Les futurs moyens de subsistance de millions d’agriculteurs africains aux ressources limitées dépendront de l’augmentation de la productivité des terres agricoles existantes . L’innovation technique est essentielle pour augmenter les rendements et la productivité. Ce type d’innovation provient d’investissements continus dans la R&D agricole et les systèmes de vulgarisation. Les exemples incluent les variétés de semences à haut rendement, la mécanisation, l’amélioration de la gestion des sols et les pratiques de conservation. L’utilisation rentable et efficace des engrais est également essentielle.
Dépenses inférieures à l’objectif
En 2006, les dirigeants africains se sont réunis à Khartoum, au Soudan, et se sont engagés à allouer 1 % du PIB agricole à la R&D. Cependant, la plupart des pays d’Afrique subsaharienne n’ont pas atteint cet objectif . La moyenne pour les pays d’Afrique subsaharienne n’est que de 0,38 % .
Nous avons examiné la base de données des indicateurs des sciences et technologies agricoles de l’Institut international de recherche sur les politiques alimentaires pour des détails plus nuancés. Il a révélé que, pour la dernière année disponible, seuls six des 40 pays d’Afrique subsaharienne suivis – le Botswana, le Cap-Vert, Maurice, la Namibie, l’Afrique du Sud et le Zimbabwe – ont dépensé plus de 1 % du PIB agricole en R&D agricole.

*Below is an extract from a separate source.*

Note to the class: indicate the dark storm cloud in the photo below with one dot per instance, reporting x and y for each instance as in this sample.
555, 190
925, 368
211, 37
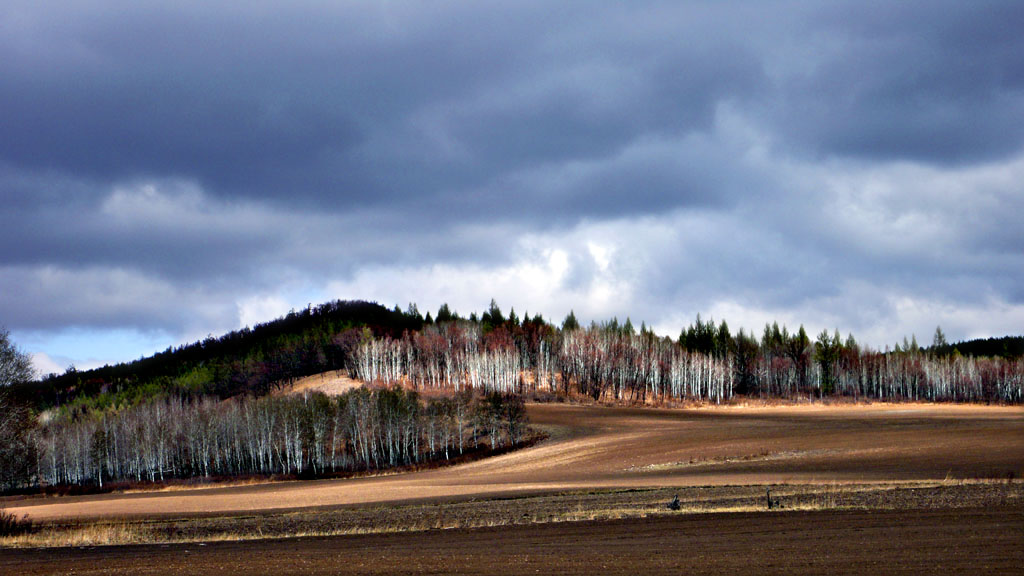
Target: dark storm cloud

Données des Indicateurs des sciences et technologies agricoles, Institut international de recherche sur les politiques alimentaires
En tant que continent, l’Afrique s’est fixé un objectif et a pris un engagement politique. Il doit prendre au sérieux la réalisation de cet objectif. Les gouvernements doivent identifier et traiter les facteurs limitant leur capacité à atteindre l’objectif de 1 %. La conséquence de ne pas y parvenir comprend une productivité limitée et une transformation limitée du secteur agricole africain. En fin de compte, cela signifie également des progrès plus lents dans la réduction de la pauvreté et de l’insécurité alimentaire.

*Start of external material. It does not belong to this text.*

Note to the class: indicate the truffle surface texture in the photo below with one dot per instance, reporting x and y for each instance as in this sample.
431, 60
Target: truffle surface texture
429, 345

L’innovation à toutes les étapes
Bien qu’il s’agisse d’une condition nécessaire, l’augmentation des dépenses de R&D n’est certainement pas suffisante. Il est également important pour les pays africains de produire des innovations et des technologies agricoles à tous les niveaux du système alimentaire.
Une tendance intéressante se dégage lorsque l’on examine le nombre de brevets publiés par des Africains en Afrique sur deux décennies : 2000-2009 et 2010-2019. Dans les domaines des technologies avec une plus grande application à la ferme, le nombre de brevets publiés a augmenté entre les deux décennies.

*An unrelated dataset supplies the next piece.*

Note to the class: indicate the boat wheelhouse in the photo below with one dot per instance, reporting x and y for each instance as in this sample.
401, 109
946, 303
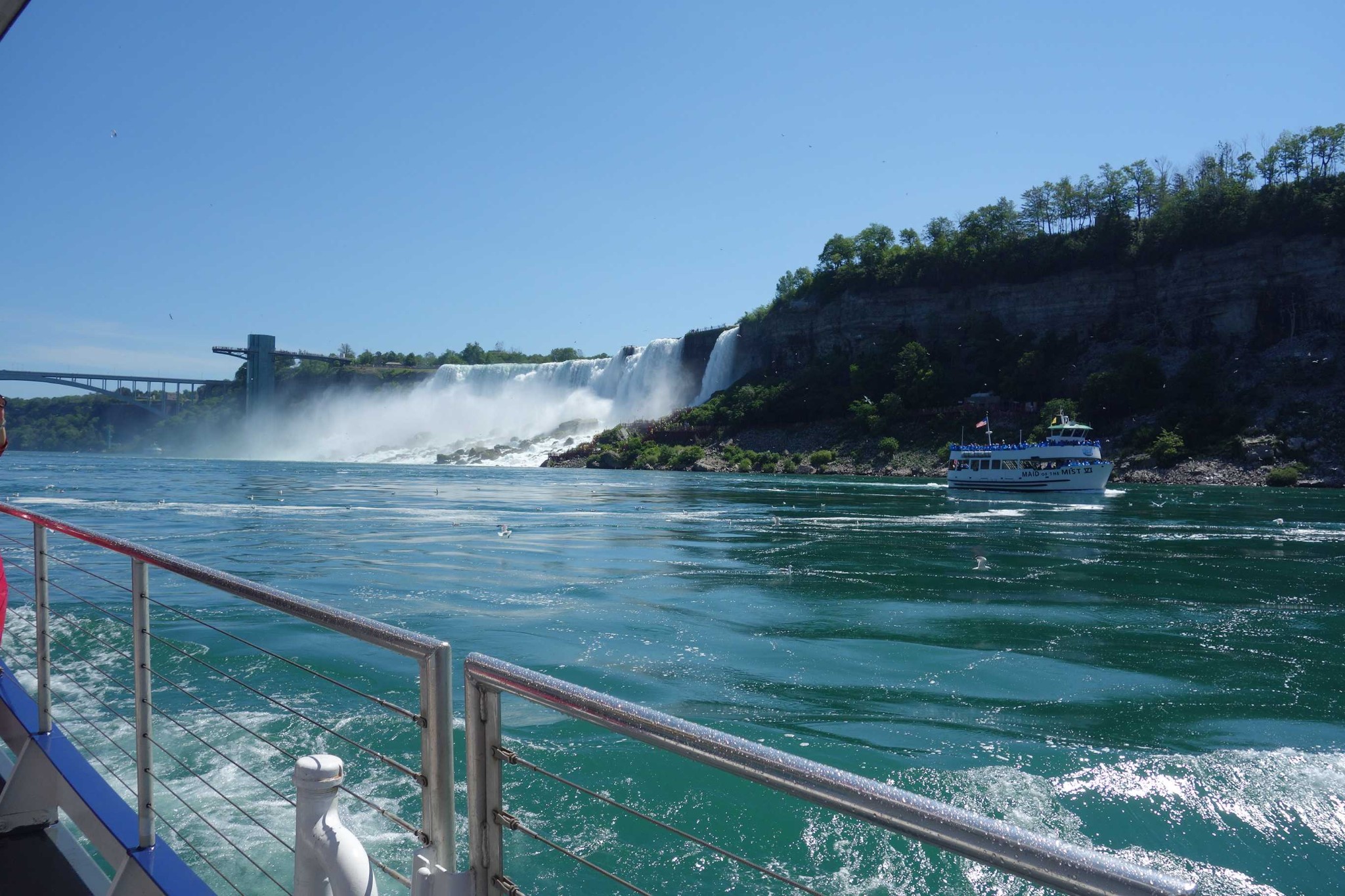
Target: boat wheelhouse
1067, 461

Par exemple, en biotechnologie et en technologie environnementale, le nombre de brevets publiés est passé de 133 à 200 et de 197 à 212, respectivement.
Cependant, dans les domaines où la technologie s’applique davantage aux niveaux en aval du système alimentaire, le nombre de brevets publiés a eu tendance à diminuer entre les deux décennies. En chimie alimentaire ce nombre est passé de 216 à 190. Les technologies de manutention ont connu une baisse significative du nombre de brevets publiés, passant de 650 en 2000-2009 à 264 en 2010-2020.
En fin de compte, le système alimentaire africain doit produire des aliments sains et nutritifs qui répondent aux normes du consommateur final mondial. L’innovation à tous les niveaux du système alimentaire est cruciale pour atteindre cet objectif.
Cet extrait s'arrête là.